マイルドヤンキーを簡単に説明するなら、「上『京』志向がなく、地元で強固な人間関係と生活基盤を構築し、地元から出たがらない若者たち」のことです。
ヤンキー経済P25より引用
特徴を挙げると以下のようになる。
・地元愛(正確には場所ではなく地縁 血縁)を大事にする
・見知らぬ他人への見栄よりも家族や友達といった身内の人のホスピタリティを優先した消費活動を行う。
・人間関係が中学校区単位で停滞していることが多く、新しい人間関係を構築しようとしない。
・ITに疎い。そのためスマホも持て余しがち。
・赤の他人と同じ空間にいるのが耐えられないため電車を好まない
・今までと同じライフスタイル、人間関係が続くことを望んでいる。
正直言ってただの田舎者では……?と思ったのは内緒だ。
本書の大まかな構成
かつて存在したヤンキーと、その代わりに地方で台頭してきたマイルドヤンキーを比較する形で始まる。
マイルドヤンキーが生まれた背景、つまりヤンキーカルチャーとでも呼ぶべきヤンキー特有の文化が崩れていった理由について述べている。
マイルドヤンキーの特徴をデータや実体験とともに語っている。その存在が見えてきたマイルドヤンキーに対して、どのような商品・サービスを展開すべきか述べている。
そう、別にマイルドヤンキーの提唱だけではなくて、彼らに対してどのような商品・サービスを提供すべきかというのがこの本の大事な論点である。

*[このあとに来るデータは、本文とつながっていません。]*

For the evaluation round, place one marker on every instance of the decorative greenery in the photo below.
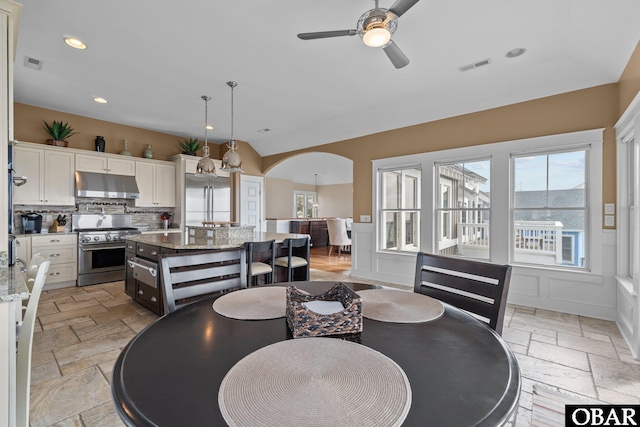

しかし悲しいかな、私はマイルドヤンキーの特徴にばかり目が行ってしまった。
著者の狙いとしては今まで市場の調査で表に出てこなかったマイルドヤンキーを可視化させてどうターゲットとするか考えてほしかったんだろうけど。
マイルドヤンキー成立の背景
マイルドヤンキーの重要な要素を上げるなら徹底した①地元愛、②現状への満足度の高さである。これらは徹底して地元から出ない姿勢や上昇志向のなさにつながっている。
これら特徴は社会的な要因で出来上がった。
大型モールの進展は地方住民の生活の満足度を向上させたし、デフレやリーマンショックのせいで誰が頑張っても幸せに見えない。
特にデフレやリーマンショックは大きかったんじゃないかな。頑張って進学しても(上京しても)良くならないんだったらそりゃ上昇志向もなくなるよね。結局子供は大人を見て育つ。
そうなれば東京で一旗上げようなどと思わず、地元で気の合う仲間と今まで通りの生活をこれからも続けていけばいい。そうすることで楽に満足度を高められるということだ。そうしてマイルドヤンキーが生まれた。
マイルドヤンキーとのかかわり
さて、私の周りにはマイルドヤンキーが多いのだが、正直合わないと思っている。
マイルドヤンキーを否定したいわけではない。むしろ彼らは日本の低迷している消費に貢献しているし、仲間同士の連帯感も強い。
ただ、私は彼らとは分かり合えないと思う。理由は仲間の定義が違うからだ。
ライフステージが上がっても中学時代の友達と中学時代に遊んだ場所で地続きの生活を送ることが多いマイルドヤンキーにとって、地元や地元友達を捨て、どんどん新しいライフステージに移行し、新しい友達を増やしていく人は、自分たちとは異質で脅威的な存在です。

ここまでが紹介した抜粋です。